09 Avr

Carnet de confinement (4) : quel après ?

Peut-on encore parler de politique par les temps qui courent ? Plus que jamais. C’est l’objet de cette chronique.

Désinfection du mobilier urbain à Toulouse par un agent municipal (Photo MaxPPP Xavier De Fenoyl)

Penser à l’après, c’est la meilleure façon de se donner de l’espoir. Ou pas. Dans une tribune, une soixantaine de parlementaires (aucun de l’ex-Midi-Pyrénées) appellent à préparer le jour d’après. A peine avais-je poster un article relayant l’initiative sur les réseaux sociaux que le boomerang me revenait en pleine tête. Le commentaire disait ceci en substance : « comment faire confiance pour nous en sortir à ceux qui nous ont mis dedans ? ».

Revoir le système, d’autres y pensent pour le secteur des assurances notamment. Un parlementaire de notre région, Pierre Cabaré (majorité présidentielle) a écrit à la présidente de la Fédération Française des Assurances pour lui demander de contribuer plus à l’effort national. Le groupe Socialistes et apparentés, à l’Assemblée, emmené par la députée du Tarn et Garonne Valérie Rabault, a déposé une proposition de loi pour revoir carrément les clauses en cas de pandémie (Voir notre article dans ce blog).

Revoir le(s) système(s) voilà donc une expression qui revient à la mode par la force des choses. Contrairement à d’autres pays, l’Etat français a décidé de prendre à son compte le chômage partiel d’ores et déjà déclaré. Mais jusqu’à quand ? Le président d’une chambre consulaire de notre région m’expliquait que quasiment un quart des petites structures qu’il accompagne risquait de disparaître après cette crise sanitaire. Et leurs emplois avec…
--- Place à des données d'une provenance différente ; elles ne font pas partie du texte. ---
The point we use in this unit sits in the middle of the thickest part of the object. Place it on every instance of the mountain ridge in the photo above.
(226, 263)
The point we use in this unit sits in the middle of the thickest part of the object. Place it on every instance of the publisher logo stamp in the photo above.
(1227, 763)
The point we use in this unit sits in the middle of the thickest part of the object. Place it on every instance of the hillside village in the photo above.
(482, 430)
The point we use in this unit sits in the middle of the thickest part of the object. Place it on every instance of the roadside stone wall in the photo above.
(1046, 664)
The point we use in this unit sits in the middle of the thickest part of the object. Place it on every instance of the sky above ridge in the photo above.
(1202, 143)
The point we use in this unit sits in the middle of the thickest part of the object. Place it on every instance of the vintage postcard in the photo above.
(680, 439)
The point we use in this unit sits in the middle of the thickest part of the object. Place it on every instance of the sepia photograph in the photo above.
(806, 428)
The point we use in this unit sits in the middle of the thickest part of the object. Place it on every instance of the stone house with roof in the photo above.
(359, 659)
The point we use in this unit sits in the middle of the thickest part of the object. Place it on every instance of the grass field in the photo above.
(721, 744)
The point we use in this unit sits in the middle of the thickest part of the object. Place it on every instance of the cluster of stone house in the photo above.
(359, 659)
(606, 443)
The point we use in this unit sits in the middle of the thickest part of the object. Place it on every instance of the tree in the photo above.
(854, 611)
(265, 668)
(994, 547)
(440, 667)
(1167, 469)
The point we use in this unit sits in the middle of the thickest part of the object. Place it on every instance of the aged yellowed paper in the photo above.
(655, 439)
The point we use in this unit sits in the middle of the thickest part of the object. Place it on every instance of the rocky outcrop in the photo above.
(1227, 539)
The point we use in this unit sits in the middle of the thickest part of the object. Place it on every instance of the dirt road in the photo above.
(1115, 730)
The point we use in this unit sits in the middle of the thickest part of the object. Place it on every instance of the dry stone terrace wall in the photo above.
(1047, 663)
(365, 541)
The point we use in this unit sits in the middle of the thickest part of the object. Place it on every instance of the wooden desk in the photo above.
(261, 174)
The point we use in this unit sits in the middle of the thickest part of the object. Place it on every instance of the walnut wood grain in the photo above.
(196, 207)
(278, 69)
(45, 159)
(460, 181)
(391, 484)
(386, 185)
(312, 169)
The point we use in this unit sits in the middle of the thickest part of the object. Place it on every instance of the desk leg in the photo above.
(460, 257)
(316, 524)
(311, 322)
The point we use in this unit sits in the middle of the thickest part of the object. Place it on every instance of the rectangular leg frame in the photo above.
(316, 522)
Quel redémarrage économique ?

L’après c’est effectivement (et surtout ?) le redémarrage économique. Parce qu’au-delà de la finance, c’est de l’économie réelle dont il est ici question, celle qui crée des emplois et qui nous rend service au quotidien, y compris en ce moment. Cette économie, c’est aussi celle du tourisme. Et l’après, pour beaucoup d’entre nous qui cherchent à se remonter le moral, a la saveur des vacances d’été.

Alors que la Présidente de Région nous appelle à les passer en Occitanie, certains campings de notre littoral savent, eux, que leur saison est fortement compromise. Fréquentés traditionnellement à 70% par des touristes allemands, ils viennent de découvrir que nos voisins germaniques travailleront en juillet et aout pour renflouer leur PIB.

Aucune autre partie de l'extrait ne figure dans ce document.